Selama ini, orang Bawean dalam memilih pemimpin hanya melihat dari kasat mata tentang sosok pemimpin yang akan maju. Saya yakin, jika dipersentasikan rata-rata hanya 0,5 persen saja yang tahu tentang orang yang akan mencalonkan diri tersebut, paling tidak mereka hanya tahu jenis kelamin dan nama dari orang yang mencalonkan tersebut, banyak yang tidak tahu tentang apa saja yang telah dilakukannya selama ini, banyak yang tidak melihat itu.

Pada dasarnya, pemimpin bukanlah orang yang mengajukan diri untuk memimpin, tapi karena pemimpin tersebut mempunyai mimpi yang sama dengan masyarakatnya untuk sebuah perubahan sehingga rakyat menitipkan mimpi tersebut padanya. Orang yang mengajukan diri tersebut kebanyakan adalah orang-orang yang hanya mementingkan mimpi pribadinya saja, dan parahnya itu adalah hanya karena kekuasaan dan kekayaan semata. jika tidak tahu tentang jati diri pemimpin yang mencalonkan diri tersebut, lebih baik tidak memilih karena hal itu bisa merusak mimpi-mimpi orang yang cermat dalam memilih. Jadi, Jangan gampang harga diri kita diperjual belikan hanya karena uang Rp20.000 (money politik). Jika orang Bawean mempunyai cara pandang memilih pemimpin seperti di atas yang tidak memilih pemimpin dengan sangat cermat, maka sungguh tidak harapan. 

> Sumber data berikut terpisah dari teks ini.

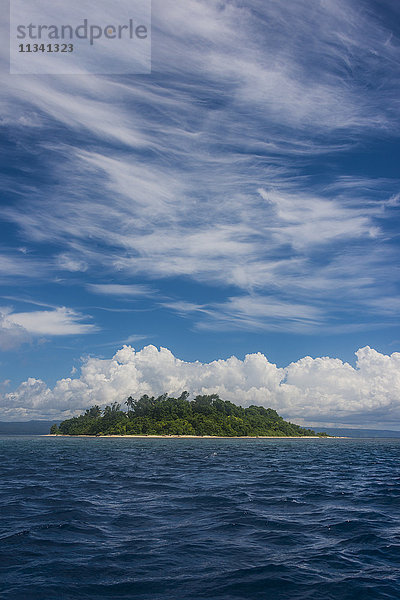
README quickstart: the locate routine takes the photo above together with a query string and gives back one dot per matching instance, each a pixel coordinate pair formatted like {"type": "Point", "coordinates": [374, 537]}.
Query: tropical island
{"type": "Point", "coordinates": [205, 415]}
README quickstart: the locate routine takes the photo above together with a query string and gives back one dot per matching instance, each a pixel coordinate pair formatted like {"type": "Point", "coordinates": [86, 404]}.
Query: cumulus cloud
{"type": "Point", "coordinates": [309, 391]}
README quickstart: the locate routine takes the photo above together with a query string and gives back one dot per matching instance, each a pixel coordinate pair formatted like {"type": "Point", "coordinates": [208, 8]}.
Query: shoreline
{"type": "Point", "coordinates": [202, 437]}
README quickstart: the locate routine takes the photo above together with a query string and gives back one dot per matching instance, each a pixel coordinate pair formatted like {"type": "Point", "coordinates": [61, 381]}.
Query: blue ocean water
{"type": "Point", "coordinates": [199, 519]}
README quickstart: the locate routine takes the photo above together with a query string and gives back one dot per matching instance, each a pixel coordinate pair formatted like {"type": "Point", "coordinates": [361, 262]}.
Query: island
{"type": "Point", "coordinates": [205, 415]}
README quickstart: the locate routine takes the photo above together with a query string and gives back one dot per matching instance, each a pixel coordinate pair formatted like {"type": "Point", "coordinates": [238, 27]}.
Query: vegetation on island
{"type": "Point", "coordinates": [204, 415]}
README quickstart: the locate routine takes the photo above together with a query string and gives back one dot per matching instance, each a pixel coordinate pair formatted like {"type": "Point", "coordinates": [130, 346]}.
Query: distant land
{"type": "Point", "coordinates": [359, 433]}
{"type": "Point", "coordinates": [40, 427]}
{"type": "Point", "coordinates": [26, 427]}
{"type": "Point", "coordinates": [205, 415]}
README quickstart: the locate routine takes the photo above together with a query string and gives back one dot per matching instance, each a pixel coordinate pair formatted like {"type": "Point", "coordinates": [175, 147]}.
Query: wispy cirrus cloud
{"type": "Point", "coordinates": [17, 328]}
{"type": "Point", "coordinates": [205, 170]}
{"type": "Point", "coordinates": [321, 390]}
{"type": "Point", "coordinates": [120, 290]}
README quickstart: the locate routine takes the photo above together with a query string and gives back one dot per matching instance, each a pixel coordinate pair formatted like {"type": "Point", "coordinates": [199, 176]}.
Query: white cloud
{"type": "Point", "coordinates": [17, 328]}
{"type": "Point", "coordinates": [165, 169]}
{"type": "Point", "coordinates": [320, 390]}
{"type": "Point", "coordinates": [115, 289]}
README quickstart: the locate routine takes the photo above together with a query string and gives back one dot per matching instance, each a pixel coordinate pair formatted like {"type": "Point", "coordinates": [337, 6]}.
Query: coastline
{"type": "Point", "coordinates": [212, 437]}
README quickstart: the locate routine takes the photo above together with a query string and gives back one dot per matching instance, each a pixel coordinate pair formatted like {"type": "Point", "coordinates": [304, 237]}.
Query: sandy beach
{"type": "Point", "coordinates": [202, 437]}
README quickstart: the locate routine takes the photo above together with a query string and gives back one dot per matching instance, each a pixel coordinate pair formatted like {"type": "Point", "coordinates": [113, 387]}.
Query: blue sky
{"type": "Point", "coordinates": [242, 198]}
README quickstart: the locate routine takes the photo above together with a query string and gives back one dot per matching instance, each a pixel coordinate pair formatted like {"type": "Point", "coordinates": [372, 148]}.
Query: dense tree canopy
{"type": "Point", "coordinates": [204, 415]}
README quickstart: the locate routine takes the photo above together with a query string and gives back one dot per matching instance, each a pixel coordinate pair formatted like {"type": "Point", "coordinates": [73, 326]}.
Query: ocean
{"type": "Point", "coordinates": [188, 519]}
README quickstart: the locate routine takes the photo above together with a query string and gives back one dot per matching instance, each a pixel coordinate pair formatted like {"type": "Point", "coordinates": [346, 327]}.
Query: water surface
{"type": "Point", "coordinates": [181, 519]}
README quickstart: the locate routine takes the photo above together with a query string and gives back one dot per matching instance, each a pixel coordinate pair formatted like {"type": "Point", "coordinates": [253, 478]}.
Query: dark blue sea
{"type": "Point", "coordinates": [188, 519]}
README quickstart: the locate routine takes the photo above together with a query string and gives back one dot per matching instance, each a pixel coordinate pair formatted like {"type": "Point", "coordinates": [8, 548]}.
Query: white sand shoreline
{"type": "Point", "coordinates": [202, 437]}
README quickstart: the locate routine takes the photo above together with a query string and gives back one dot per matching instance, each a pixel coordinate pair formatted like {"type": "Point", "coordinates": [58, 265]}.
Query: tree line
{"type": "Point", "coordinates": [165, 415]}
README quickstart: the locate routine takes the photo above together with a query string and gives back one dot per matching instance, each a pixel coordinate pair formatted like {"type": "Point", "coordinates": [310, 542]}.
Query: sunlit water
{"type": "Point", "coordinates": [186, 519]}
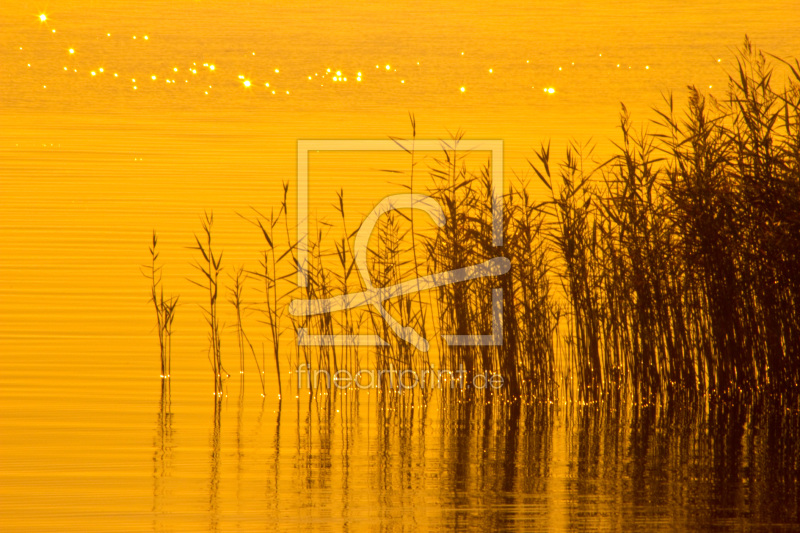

Jika nanti seperti itu, kita hanya bisa mempersiapkan diri kita sendiri untuk kepentingan generasi kita kelak, mempersiapkan anak-anak kita kelak bisa tetap makan enak, mempersiapakan bagaimana anak-anak kita nanti bisa melanjutkan sekolah dengan cara kita sendiri, karena pada waktu pemimpin yang mena“tai” tersebut memimpin, perekonomian rakyat Bawean sudah tak karuan dan banyak dikuasai orang asing atau investor, inilah yang paling ditakutkan. Lebih-lebih, sekarang Pulau Bawean adalah ibarat perawan yang menawan yang siap dijamah kapan saja oleh orang-orang kaya yang rakus, jika pemimpinnya kelak tidak sadar dengan hal ini, rakyat akan lumpuh total dan tidak ada harapan.

*Penulis adalah perantau asal Pulau Bawean yang belajar filsafat dan masih mengasah otak di Yogyakarta.